Comparison between individual lineage-specific panels and 12-color panel. (A) lymphocyte subsets, (B) monocyte subsets, and (C) DC subsets. Individual lineage-specific panels and a 12-color panel are described in Table 1. Percentage median and intra quartile range were calculated for each subset (n = 4). Statistical significance was determined by using two-tailed, paired Students’ t-test, where *P < 0.05.

Figure 6.

Comparison of single channel vs. multichannels for exclusion markers for DC gating. (A) Flow cytometry analysis of DC subsets using an individual lineage-specific panel with exclusion markers in the same channel. (B) Flow cytometry analysis of DC subsets using a 12-color panel with exclusion markers in different channels.
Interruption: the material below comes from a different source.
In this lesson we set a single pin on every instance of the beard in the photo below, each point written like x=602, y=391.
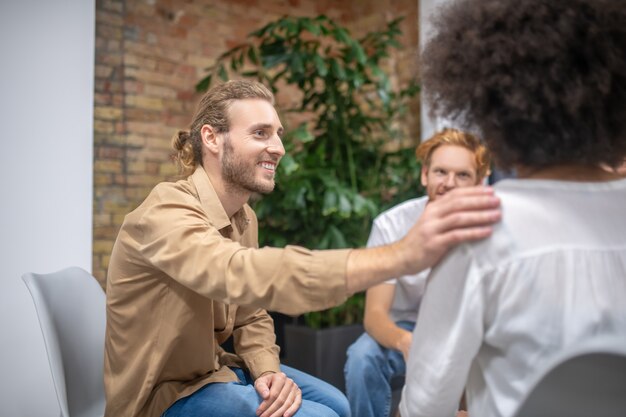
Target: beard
x=239, y=175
Results presented here are from one donor and are representative of four donors. Numbers are percentages of each population within the same dotplot. The contaminating cells within the HLA-DR+ Lin(CD3+CD14+CD20+CD56)− population equals the % of CD123− CD11c− minus the % of CD34+ cells (CD123− CD11c−) (second row, single channel exclusion, 39.91% contamination; fourth row, multichannel exclusion, 12.07% contamination).